May 7, 2021 - Politics & Policy

Justice Department proposes rule to crack down on "ghost guns"

"Ghost guns" that were secured by the DC Metropolitan Police Department are on display during a press conference

"Ghost guns" that were secured by the DC Metropolitan Police Department are on display during a press conference. Photo: Astrid Riecken for The Washington Post via Getty Images

The Department of Justice released a proposed rule Friday that would broaden the definition of "firearm" and require some gun-making kits to include serial numbers.

The big picture: President Biden last month unveiled a series of executive actions on guns, including directing the DOJ to propose a rule to crack down on the proliferation of "ghost guns," which are untraceable firearms assembled from kits.

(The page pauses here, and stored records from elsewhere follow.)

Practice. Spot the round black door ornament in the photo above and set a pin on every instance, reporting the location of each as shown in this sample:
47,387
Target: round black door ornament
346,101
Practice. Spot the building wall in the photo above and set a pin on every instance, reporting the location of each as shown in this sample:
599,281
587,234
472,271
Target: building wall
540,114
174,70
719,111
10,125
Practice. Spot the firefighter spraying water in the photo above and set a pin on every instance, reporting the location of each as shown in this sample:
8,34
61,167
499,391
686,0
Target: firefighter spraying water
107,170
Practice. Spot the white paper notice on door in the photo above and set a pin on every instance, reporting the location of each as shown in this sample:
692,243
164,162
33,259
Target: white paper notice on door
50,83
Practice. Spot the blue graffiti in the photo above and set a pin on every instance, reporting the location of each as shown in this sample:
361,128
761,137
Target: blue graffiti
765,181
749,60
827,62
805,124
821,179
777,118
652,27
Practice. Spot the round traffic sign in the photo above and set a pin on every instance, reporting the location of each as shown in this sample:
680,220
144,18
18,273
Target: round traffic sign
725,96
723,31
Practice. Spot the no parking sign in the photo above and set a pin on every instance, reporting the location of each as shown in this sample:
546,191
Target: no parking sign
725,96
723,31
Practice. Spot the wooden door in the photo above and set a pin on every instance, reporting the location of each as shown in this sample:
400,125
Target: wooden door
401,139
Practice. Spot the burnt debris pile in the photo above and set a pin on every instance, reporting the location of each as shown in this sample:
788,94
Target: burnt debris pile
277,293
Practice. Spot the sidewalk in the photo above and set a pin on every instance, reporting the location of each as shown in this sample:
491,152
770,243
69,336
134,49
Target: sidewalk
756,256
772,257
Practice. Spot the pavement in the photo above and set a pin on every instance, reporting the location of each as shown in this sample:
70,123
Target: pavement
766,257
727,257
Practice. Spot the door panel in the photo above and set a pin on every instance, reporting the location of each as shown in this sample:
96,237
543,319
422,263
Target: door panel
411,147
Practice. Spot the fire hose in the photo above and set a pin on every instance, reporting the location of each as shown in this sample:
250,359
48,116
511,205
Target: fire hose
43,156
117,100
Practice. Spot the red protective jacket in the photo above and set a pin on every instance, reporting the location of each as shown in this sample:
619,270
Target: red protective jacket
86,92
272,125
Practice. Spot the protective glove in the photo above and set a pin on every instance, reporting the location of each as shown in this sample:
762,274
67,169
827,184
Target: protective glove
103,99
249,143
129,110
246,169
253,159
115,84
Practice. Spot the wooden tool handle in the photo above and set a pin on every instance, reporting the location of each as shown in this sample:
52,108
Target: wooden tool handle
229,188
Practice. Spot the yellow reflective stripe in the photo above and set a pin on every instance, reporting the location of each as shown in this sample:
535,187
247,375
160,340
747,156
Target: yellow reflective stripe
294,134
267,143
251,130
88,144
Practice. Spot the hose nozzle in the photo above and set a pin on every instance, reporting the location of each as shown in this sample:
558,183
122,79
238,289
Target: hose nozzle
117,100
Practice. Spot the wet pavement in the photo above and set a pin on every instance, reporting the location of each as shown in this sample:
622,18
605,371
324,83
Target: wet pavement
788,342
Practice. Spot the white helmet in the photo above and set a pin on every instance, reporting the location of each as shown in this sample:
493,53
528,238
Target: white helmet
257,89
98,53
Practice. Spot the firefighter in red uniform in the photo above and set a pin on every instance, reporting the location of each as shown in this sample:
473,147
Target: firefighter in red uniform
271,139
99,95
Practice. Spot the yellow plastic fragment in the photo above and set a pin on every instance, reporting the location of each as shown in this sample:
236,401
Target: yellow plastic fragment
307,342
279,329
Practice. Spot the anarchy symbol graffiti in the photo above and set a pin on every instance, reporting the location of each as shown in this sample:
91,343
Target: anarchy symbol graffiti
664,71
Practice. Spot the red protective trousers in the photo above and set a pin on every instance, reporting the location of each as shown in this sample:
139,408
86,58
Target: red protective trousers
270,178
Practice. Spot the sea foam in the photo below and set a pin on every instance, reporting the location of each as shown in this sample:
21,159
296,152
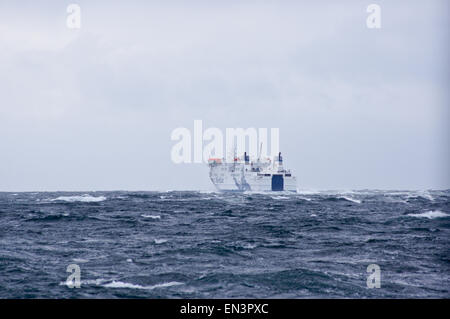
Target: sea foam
430,214
83,198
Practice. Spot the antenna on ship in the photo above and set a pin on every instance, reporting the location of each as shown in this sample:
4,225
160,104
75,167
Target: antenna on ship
259,153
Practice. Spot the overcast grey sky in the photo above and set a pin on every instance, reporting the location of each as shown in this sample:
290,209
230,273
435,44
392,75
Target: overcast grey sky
93,109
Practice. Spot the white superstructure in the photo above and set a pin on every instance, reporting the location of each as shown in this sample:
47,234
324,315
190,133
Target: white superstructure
245,175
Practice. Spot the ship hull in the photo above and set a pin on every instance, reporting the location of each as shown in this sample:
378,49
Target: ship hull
259,184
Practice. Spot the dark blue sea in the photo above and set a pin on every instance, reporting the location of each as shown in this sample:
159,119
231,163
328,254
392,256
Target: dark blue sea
213,245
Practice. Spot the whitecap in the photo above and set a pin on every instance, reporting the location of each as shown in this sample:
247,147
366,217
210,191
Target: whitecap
430,214
120,284
351,199
279,197
151,216
80,260
83,198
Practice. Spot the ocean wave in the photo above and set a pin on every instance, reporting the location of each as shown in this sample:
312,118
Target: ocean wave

  • The Justice Department estimates that from 2016 to 2020, law enforcement recovered more than 23,000 weapons without serial numbers from potential crime scenes, including those in connection to 325 homicides or attempted homicides.

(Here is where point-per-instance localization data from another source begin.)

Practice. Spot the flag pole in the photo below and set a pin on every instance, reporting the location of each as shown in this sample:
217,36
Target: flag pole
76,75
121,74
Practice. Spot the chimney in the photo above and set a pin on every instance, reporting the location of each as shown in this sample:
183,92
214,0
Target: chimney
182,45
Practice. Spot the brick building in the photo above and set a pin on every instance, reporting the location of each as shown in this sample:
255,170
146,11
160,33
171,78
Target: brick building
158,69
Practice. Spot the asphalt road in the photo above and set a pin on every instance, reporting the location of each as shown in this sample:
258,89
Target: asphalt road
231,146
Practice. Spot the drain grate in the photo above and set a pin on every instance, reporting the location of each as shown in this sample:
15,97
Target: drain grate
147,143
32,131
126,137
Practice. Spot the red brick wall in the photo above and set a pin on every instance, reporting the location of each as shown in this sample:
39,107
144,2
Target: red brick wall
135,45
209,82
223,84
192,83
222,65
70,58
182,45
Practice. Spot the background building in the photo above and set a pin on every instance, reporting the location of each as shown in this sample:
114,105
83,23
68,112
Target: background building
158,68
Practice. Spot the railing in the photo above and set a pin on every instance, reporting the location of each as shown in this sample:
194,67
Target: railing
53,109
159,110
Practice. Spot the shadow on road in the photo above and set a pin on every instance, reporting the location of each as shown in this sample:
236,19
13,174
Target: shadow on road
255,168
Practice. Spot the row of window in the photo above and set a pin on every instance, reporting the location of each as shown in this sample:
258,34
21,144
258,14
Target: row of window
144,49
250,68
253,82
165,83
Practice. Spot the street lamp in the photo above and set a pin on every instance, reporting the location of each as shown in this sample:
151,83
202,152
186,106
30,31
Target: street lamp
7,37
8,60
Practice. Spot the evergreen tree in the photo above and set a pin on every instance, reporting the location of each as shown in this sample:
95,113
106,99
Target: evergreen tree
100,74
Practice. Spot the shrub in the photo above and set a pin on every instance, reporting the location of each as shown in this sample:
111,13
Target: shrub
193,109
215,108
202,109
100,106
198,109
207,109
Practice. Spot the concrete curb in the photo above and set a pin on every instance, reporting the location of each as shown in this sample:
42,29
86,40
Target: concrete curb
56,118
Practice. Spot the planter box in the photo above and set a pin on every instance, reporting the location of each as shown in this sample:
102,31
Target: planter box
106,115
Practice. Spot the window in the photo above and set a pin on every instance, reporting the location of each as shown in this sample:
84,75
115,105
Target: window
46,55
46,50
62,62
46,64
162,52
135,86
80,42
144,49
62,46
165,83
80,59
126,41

Details: The proposed rule would close a regulatory loophole that currently allows gun purchasers to avoid federal background checks by buying unassembled firearms online.

  • Under the proposed rule, retailers would be required to run background checks before selling kits that contain the parts necessary for someone to readily make a gun at home.
  • The rule would require manufacturers to include a serial number on the firearm “frame or receiver” in easy-to-build firearm kits.
  • The rule would also establish requirements for federally licensed firearms dealers to have a serial number added to 3D-printed guns or other firearms without serial numbers that they take into inventory.

What they're saying: "We are committed to taking commonsense steps to address the epidemic of gun violence that takes the lives of too many people in our communities,” Attorney General Merrick Garland said in a news release.

  • “Although this rulemaking will solve only one aspect of the problem, we have an obligation to do our part to keep our families and our neighborhoods safe from gun violence," he added.

What's next: The proposal has to undergo multiple stages of consultation from the public before it is finalized.